Als enger Vertrauter von Hugo Portisch, einer weiteren Ikone des österreichischen Journalismus, war Nußbaumer maßgeblich an der Gründung der Hugo Portisch-Gesellschaft beteiligt. Diese Organisation hat es sich zur Aufgabe gemacht, das Erbe von Portisch zu bewahren und den Qualitätsjournalismus in Österreich zu fördern.
Die Gesellschaft, die 2010 gegründet wurde, setzt sich für die Förderung und Weiterbildung von Journalisten ein. Durch Workshops, Seminare und Publikationen trägt sie maßgeblich zur Weiterentwicklung des Journalismus in Österreich bei. Heinz Nußbaumer spielte in seiner Funktion als Ehrenpräsident eine zentrale Rolle in der Ausrichtung und den Aktivitäten der Gesellschaft.
Dr. Martina Salomon, die Präsidentin der Gesellschaft, betonte in ihrer Stellungnahme: "Heinz Nußbaumer war ein Vorbild für uns alle. Sein Engagement für den Journalismus und seine unermüdliche Arbeit für die Gesellschaft werden uns fehlen."
Mit dem Verlust von Heinz Nußbaumer verliert Österreich nicht nur einen herausragenden Journalisten, sondern auch einen leidenschaftlichen Verfechter des Qualitätsjournalismus. Seine Arbeit hat Generationen von Journalisten inspiriert und wird auch in Zukunft von großer Bedeutung sein.

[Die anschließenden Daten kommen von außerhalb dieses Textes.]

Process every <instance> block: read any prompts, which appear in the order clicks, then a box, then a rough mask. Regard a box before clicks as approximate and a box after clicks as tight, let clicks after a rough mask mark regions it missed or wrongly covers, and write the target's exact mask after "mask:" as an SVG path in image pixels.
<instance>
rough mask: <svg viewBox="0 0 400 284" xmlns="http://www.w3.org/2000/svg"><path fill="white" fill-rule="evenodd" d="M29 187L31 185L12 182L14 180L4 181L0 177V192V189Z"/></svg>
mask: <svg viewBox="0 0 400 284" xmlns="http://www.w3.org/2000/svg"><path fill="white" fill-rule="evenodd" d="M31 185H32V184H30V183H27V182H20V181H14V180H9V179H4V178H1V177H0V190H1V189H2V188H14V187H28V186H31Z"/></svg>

Viele junge Journalisten sehen in Nußbaumer ein Vorbild. Seine Fähigkeit, schwierige Themen zu vereinfachen und seine unermüdliche Suche nach der Wahrheit haben ihm den Respekt der gesamten Branche eingebracht. Die Hugo Portisch-Gesellschaft plant, sein Erbe durch spezielle Förderprogramme für junge Journalisten zu ehren.

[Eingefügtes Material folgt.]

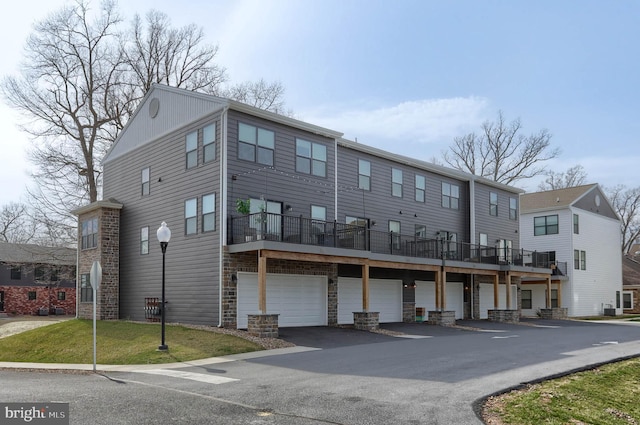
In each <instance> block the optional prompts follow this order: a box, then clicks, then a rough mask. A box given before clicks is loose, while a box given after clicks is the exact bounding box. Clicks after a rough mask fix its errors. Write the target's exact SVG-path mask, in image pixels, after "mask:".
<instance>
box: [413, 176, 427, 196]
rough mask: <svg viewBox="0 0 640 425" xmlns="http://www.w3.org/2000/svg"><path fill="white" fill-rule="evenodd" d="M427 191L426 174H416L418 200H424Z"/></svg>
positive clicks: (416, 182) (425, 195)
mask: <svg viewBox="0 0 640 425" xmlns="http://www.w3.org/2000/svg"><path fill="white" fill-rule="evenodd" d="M426 193H427V179H426V178H425V176H421V175H420V174H416V198H415V199H416V201H418V202H424V201H425V199H426Z"/></svg>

Ein fiktiver Experte kommentiert: "Heinz Nußbaumer hat uns gelehrt, dass Journalismus mehr ist als nur das Berichten von Nachrichten. Er hat uns gezeigt, dass es darum geht, die Wahrheit zu suchen und den Menschen eine Stimme zu geben."
Die Hugo Portisch-Gesellschaft hat angekündigt, das Engagement von Nußbaumer fortzusetzen. Geplant sind mehrere Initiativen, um den Qualitätsjournalismus in Österreich weiter zu fördern. Dazu gehört auch die Einführung eines Heinz Nußbaumer-Preises, der jährlich an herausragende Journalisten verliehen werden soll.
Die Gesellschaft plant, ihre Aktivitäten auszuweiten und noch mehr Journalisten zu erreichen. Durch Partnerschaften mit internationalen Organisationen soll der Austausch von Wissen und Erfahrungen gefördert werden. Dies ist ein Schritt, der die Qualität des Journalismus in Österreich weiter verbessern soll.
Peter Schöber, der Vizepräsident der Gesellschaft, erklärte: "Wir werden alles tun, um das Erbe von Heinz Nußbaumer zu bewahren. Sein Engagement für den Journalismus wird uns weiterhin leiten."
Die Medienlandschaft in Österreich steht vor großen Herausforderungen, aber mit dem Erbe von Heinz Nußbaumer und der Arbeit der Hugo Portisch-Gesellschaft gibt es Hoffnung auf eine Zukunft, in der der Qualitätsjournalismus weiterhin eine zentrale Rolle spielt.